Güncelleme Tarihi:
Bazı şairler, yazarlar var ki, onların bütün kitaplarını okumuş, çalışmalarını izlemişimdir. Bu adların içinde hiç kuşkusuz Fazıl Hüsnü Dağlarca adı en başta gelir ve yeri daima farklıdır bende...
1954’te yayımlanan ilk yazım, onun üzerineydi ve Forum dergisinde yayımlanmıştı. Daha sonra Aksaray’daki Atatürk Bulvarı’nın başında, Kitap Betik Evi diye bir kitabevi açmıştı. Başta Oktay Akbal olmak üzere hepimizin, herkesin uğrak yeriydi. Kitabevinin camına astığı Karşı Duvar dergisinde şiirlerini okurduk, gelen geçenler de durur, şiirleri okurlardı.
Türk şiirinin büyük ustasıyla yakın bir dostluk kurdum. Dükkâna uğrar, konuşurdum. Şiir üzerine söyledikleri, bir ermişin ağzından çıkmış gibiydi. Bazı akşamüstleri, edebiyat öğretmeni Dr. İbrahim Kutluk’un lojmanında buluşurduk.
Cemal Süreya’nın çıkardığı Papirüs dergisindeki Dağlarca dosyasını hazırlamış ve orada ‘Tek Başına Bir Okul Fazıl Hüsnü Dağlarca’ başlıklı bir yazı yazmıştım.
1974’te, Struga’da düzenlenen Altın Çelenk Şiir Ödülü’nü kazandığında, onun hakkında hazırlanan kitaba bu yazımın çevirisini koydurmuş, beni onurlandırmıştı. Aynı törene daha sonra davetli olarak katılmış, Türk şiiri üzerine bir tebliğ okumuştum.

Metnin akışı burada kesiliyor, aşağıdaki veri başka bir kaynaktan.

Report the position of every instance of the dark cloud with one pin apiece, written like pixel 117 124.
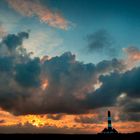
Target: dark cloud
pixel 30 129
pixel 106 66
pixel 2 121
pixel 28 74
pixel 6 64
pixel 85 119
pixel 70 83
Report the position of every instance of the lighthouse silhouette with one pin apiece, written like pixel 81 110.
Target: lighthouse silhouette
pixel 109 129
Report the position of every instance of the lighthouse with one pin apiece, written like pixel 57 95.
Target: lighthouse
pixel 109 121
pixel 109 129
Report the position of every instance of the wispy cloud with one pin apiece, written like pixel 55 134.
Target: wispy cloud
pixel 35 8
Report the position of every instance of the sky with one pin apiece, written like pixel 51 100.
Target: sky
pixel 65 63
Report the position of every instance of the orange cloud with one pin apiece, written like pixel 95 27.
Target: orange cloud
pixel 67 122
pixel 35 8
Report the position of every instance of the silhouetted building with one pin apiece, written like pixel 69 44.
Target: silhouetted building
pixel 110 129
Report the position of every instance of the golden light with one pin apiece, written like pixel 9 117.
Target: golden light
pixel 44 85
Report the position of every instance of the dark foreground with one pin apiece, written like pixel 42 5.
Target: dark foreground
pixel 132 136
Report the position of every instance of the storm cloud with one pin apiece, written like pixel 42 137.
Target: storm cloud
pixel 62 84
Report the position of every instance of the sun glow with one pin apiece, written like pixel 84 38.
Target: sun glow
pixel 44 84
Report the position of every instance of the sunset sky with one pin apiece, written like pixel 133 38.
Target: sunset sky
pixel 65 63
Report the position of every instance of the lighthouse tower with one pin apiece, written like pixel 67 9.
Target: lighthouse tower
pixel 109 129
pixel 109 121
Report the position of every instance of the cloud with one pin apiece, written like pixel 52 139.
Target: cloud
pixel 2 121
pixel 12 41
pixel 35 8
pixel 86 119
pixel 2 31
pixel 30 129
pixel 132 57
pixel 100 41
pixel 55 116
pixel 69 84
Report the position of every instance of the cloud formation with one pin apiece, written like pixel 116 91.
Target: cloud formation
pixel 62 84
pixel 35 8
pixel 100 41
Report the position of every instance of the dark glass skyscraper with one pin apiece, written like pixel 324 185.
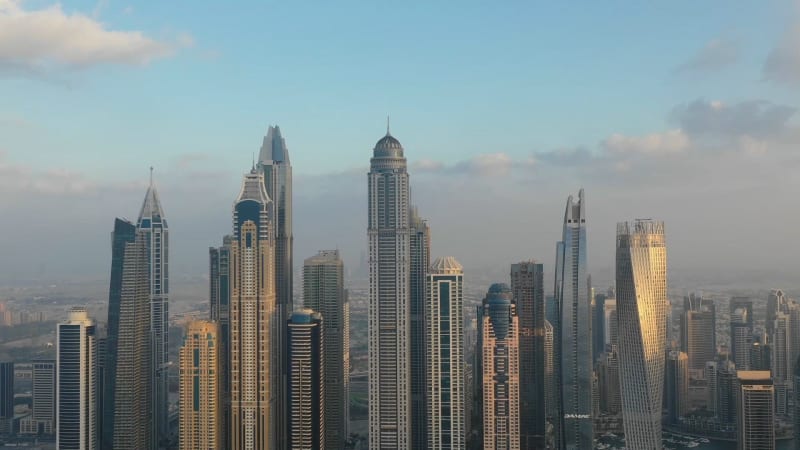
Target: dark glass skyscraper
pixel 420 252
pixel 527 287
pixel 306 387
pixel 252 317
pixel 153 224
pixel 126 397
pixel 573 427
pixel 323 291
pixel 273 162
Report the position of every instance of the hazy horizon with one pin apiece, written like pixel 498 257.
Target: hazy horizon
pixel 694 123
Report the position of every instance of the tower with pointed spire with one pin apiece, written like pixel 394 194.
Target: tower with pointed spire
pixel 153 224
pixel 389 235
pixel 273 163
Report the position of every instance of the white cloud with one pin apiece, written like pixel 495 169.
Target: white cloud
pixel 36 40
pixel 669 142
pixel 783 62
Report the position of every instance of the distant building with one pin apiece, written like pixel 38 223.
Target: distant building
pixel 220 300
pixel 76 383
pixel 574 424
pixel 420 262
pixel 676 384
pixel 741 337
pixel 500 365
pixel 445 364
pixel 641 266
pixel 6 397
pixel 253 321
pixel 306 382
pixel 389 350
pixel 200 405
pixel 323 291
pixel 43 417
pixel 755 397
pixel 274 164
pixel 153 225
pixel 127 420
pixel 698 331
pixel 527 287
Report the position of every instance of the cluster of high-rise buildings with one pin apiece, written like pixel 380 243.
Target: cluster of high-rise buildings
pixel 542 369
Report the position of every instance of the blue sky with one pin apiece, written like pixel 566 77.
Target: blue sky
pixel 501 98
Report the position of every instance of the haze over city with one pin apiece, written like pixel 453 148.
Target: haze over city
pixel 685 112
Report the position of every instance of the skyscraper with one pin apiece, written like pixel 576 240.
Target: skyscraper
pixel 698 331
pixel 389 297
pixel 273 162
pixel 726 393
pixel 43 415
pixel 127 396
pixel 756 414
pixel 741 338
pixel 220 296
pixel 201 425
pixel 781 361
pixel 76 383
pixel 252 310
pixel 323 291
pixel 527 286
pixel 6 396
pixel 574 331
pixel 307 383
pixel 641 310
pixel 775 301
pixel 153 224
pixel 445 357
pixel 796 415
pixel 420 261
pixel 500 354
pixel 610 325
pixel 676 386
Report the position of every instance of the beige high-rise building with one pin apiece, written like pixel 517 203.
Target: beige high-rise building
pixel 641 312
pixel 756 410
pixel 500 365
pixel 252 323
pixel 445 364
pixel 200 400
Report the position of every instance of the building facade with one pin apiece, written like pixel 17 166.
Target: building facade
pixel 153 225
pixel 42 420
pixel 76 383
pixel 420 261
pixel 574 424
pixel 500 365
pixel 641 310
pixel 389 324
pixel 127 419
pixel 274 164
pixel 200 406
pixel 755 400
pixel 527 287
pixel 323 291
pixel 252 311
pixel 676 385
pixel 306 387
pixel 445 356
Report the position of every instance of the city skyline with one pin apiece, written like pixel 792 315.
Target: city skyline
pixel 721 127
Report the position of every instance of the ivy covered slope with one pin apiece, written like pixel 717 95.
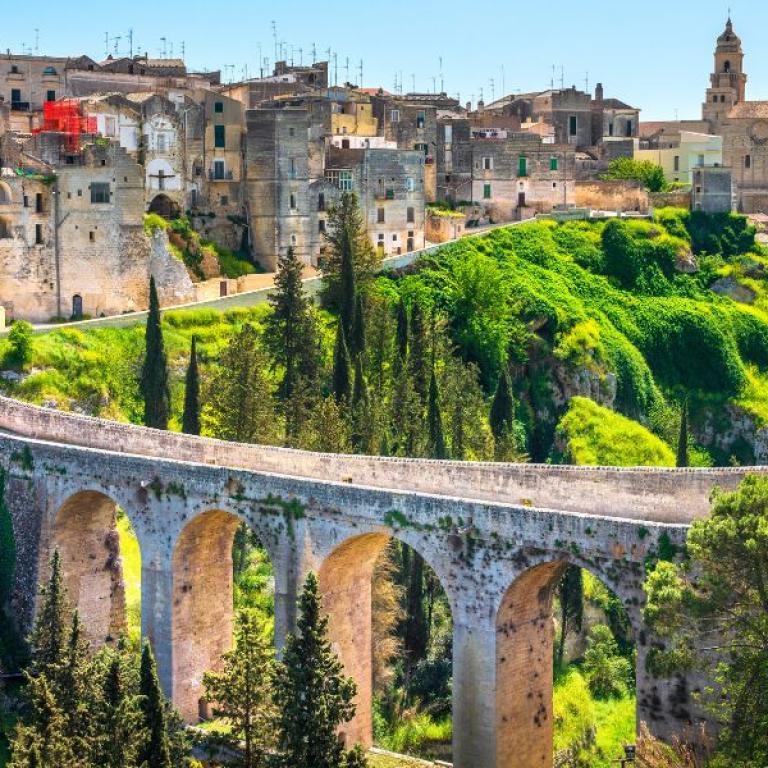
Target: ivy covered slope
pixel 623 313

Daha önce de değinmiştim, 74’te, Dağlarca Struga’daki ödül töreninden döndükten sonra, TRT İstanbul Radyosu’nda konuğum olmuştu. Yine sonda şiirini okumuştuk ve imzasını kendisi okumuştu. Ancak program içinde de konuşmuştuk. Bu, ilk konuşmasıydı.
Anımsatmalıyım.
Bir dönem, Türkçe adlı bir dergi yayımlıyordu. Derginin yazıişleri müdürlüğünü bir süre Konur Ertop, bir süre de ben üstlenmiştik. Başka bir çağın insanı gibiydi Dağlarca.
Bir akşam yemeğinde, balıkla eti birlikte yediğim için protein zehirlenmesi geçirmiştim. O sıra görüşememiştik. Sebebini kendisine anlattığımda, “Kimseye söyleme, seni parçalayıp kırk bin köye dağıtırlar” demişti, gülerek...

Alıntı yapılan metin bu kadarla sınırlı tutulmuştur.